Don't listen to them. You're already storing a date stamp, what about different months makes it a good idea to split the data that way? The engine will handle the larger data sets just fine, so splitting by month does nothing but artificially segregate the data.
My first reaction is: Aaaaaaaaahhhhhhhhh!!!!!!
Table names should not embed data values. You don't say what the data means, but supposing for the sake of argument it is, I don't know, temperature readings. Just imagine trying to write a query to find all the months in which average temperature increased over the previous month. You'd have to loop through table names. Worse yet, imagine trying to find all 30-day periods -- i.e. periods that might cross month boundaries -- where temperature increased over the previous 30-day period.
Indeed, just retrieving an old record would go from a trivial operation -- "select * where id=whatever" -- would become a complex operation requiring you to have the program generate table names from the date on the fly. If you didn't know the date, you would have to scan through all the tables searching each one for the desired record. Yuck.

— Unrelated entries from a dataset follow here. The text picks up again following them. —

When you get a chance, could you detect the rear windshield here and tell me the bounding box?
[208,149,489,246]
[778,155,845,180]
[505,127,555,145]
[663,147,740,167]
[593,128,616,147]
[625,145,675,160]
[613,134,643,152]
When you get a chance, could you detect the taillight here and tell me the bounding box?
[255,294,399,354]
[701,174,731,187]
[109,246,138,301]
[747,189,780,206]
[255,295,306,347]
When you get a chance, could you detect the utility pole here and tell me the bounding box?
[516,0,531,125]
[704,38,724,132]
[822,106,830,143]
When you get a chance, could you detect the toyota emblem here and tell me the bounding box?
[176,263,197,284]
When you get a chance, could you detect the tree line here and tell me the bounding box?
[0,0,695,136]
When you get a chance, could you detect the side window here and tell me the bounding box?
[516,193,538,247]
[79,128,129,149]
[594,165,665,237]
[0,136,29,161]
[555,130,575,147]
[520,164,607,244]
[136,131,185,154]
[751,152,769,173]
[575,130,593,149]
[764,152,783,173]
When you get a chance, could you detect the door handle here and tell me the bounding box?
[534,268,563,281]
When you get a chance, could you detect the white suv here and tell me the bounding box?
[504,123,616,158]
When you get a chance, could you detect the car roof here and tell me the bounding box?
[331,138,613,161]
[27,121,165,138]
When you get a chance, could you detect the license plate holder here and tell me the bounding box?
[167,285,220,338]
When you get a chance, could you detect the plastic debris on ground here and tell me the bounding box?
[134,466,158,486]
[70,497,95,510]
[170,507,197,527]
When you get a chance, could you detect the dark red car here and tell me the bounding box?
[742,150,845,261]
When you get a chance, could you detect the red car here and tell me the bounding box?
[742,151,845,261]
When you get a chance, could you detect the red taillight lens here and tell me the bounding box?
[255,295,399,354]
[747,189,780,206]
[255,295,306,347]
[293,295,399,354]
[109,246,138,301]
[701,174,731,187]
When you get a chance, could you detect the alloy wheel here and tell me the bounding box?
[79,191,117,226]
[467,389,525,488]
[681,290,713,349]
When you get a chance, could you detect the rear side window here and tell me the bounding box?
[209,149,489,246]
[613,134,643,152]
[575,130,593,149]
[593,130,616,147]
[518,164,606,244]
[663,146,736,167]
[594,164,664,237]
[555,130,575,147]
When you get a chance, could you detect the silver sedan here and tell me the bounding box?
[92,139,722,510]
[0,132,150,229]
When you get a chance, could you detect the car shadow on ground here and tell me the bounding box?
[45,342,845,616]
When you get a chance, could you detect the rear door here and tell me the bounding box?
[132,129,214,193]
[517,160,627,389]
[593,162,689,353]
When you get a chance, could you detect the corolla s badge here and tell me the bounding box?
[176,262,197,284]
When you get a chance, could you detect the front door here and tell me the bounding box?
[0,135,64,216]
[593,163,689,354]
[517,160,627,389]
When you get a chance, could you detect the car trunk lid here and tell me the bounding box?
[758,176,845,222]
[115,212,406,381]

With all the data in one properly-normalized table, queries like the above are pretty trivial. With separate tables for each month, they're a nightmare.

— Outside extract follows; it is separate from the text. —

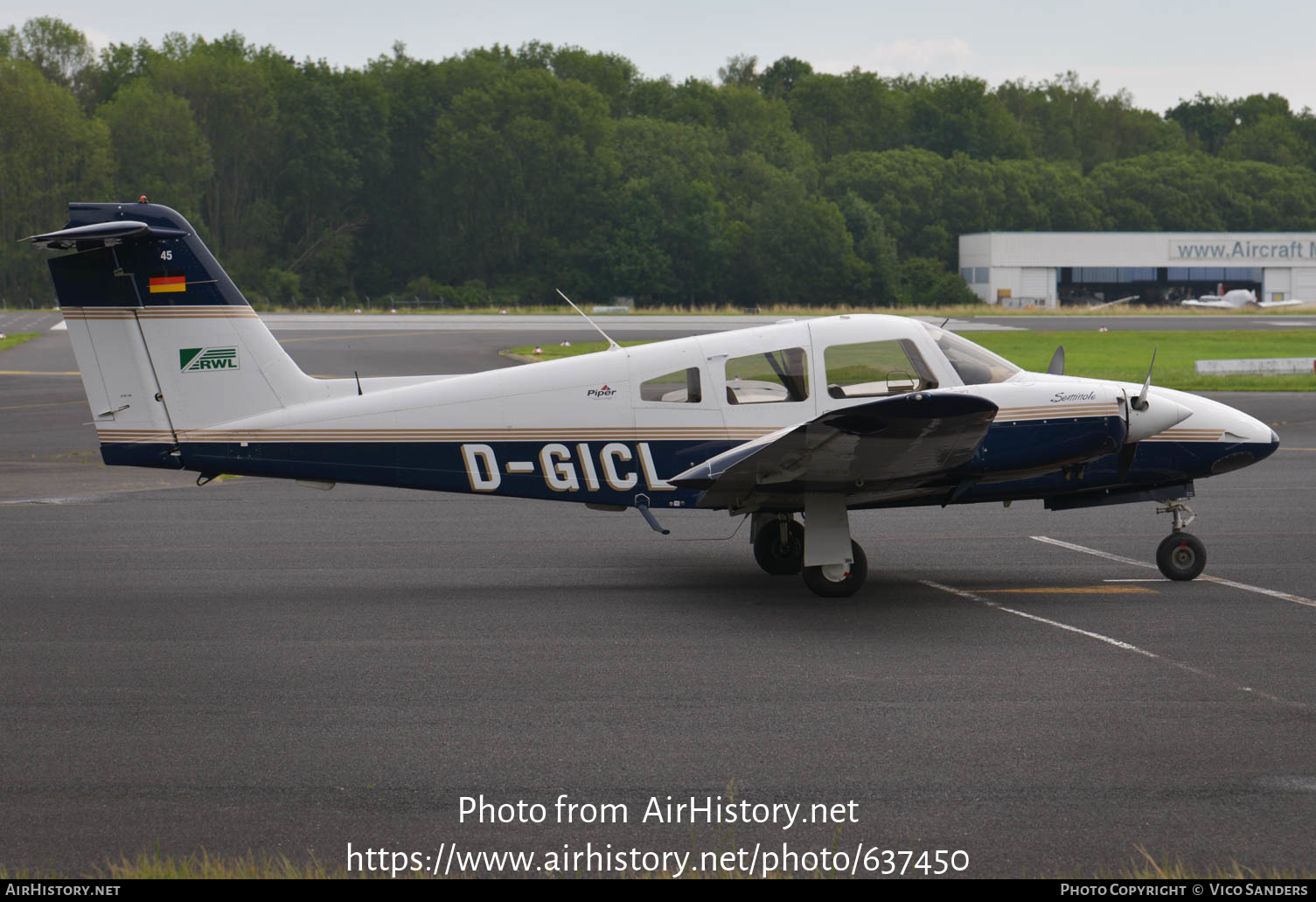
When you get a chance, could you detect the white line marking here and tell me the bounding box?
[918,577,1311,711]
[1029,536,1316,607]
[918,579,1159,659]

Just make the date part of the index and the performance penalty of having all the records in one table should be very small. If the size of table really becomes a performance problem, I could dimply comprehend making one table for archive data with all the old stuff and one for current data with everything you retrieve regularly. But don't create hundreds of tables. Most database engines have ways to partition your data across multiple drives using "table spaces" or the like. Use the sophisticated features of the database if necessary, rather than hacking together a crude simulation.
Depends on what searches you'll need to do. If normally constrained by date, splitting is good.
If you do split, consider naming the tables like foo_2010_09 so the tables will sort alphanumerically.
what is your DB platform?
In SQL Server 2K5+ you can partition on date.
My bad, I didnt notice the tag. #thetaiko is right though and this is well within MySQL capabilities to deal with this.
I would say it depends on how the data is used. If most queries are done over the complete data, it would be an overhead to always join the tables back together again.
If you most times only need a part of the data (by date), it is a good idea to segment the tables into smaller pieces.
For the naming i would do tablename_yyyymm.
Edit: For sure you should then also think about another layer between the DB and your app to handle the segmented tables depending on some date given. Which can then get pretty complicated.
I'd suggest dropping the year and just having one table per month, named after the month. Archive your data annually by renaming all the tables $MONTH_$YEAR and re-creating the month tables. Or, since you're storing a timestamp with your data, just keep appending to the same tables. I assume by virtue of the fact that you're asking the question in the first place, that segregating your data by month fits your reporting requirements. If not, then I'd recommend keeping it all in one table and periodically archiving off historical records when performance gets to be an issue.
I agree with this idea complicating your database needlessly. Use a single table. As others have pointed out, it's not nearly enough data to warrent extraneous handling. Unless you use SQLite, your database will handle it well.
However it also depends on how you want to access it. If the old entries are really only there for archival purposes, then the archive pattern is an option. It's common for versioning systems to have the infrequently used data separated out. In your case you'd only want everything >1 year to move out of the main table. And this is strictly an database administration task, not an application behavior. The application would only join the current list and the _archive list, if at all. Again, this highly depends on the use case. Are the old entries generally needed? Is there too much data to process regularily?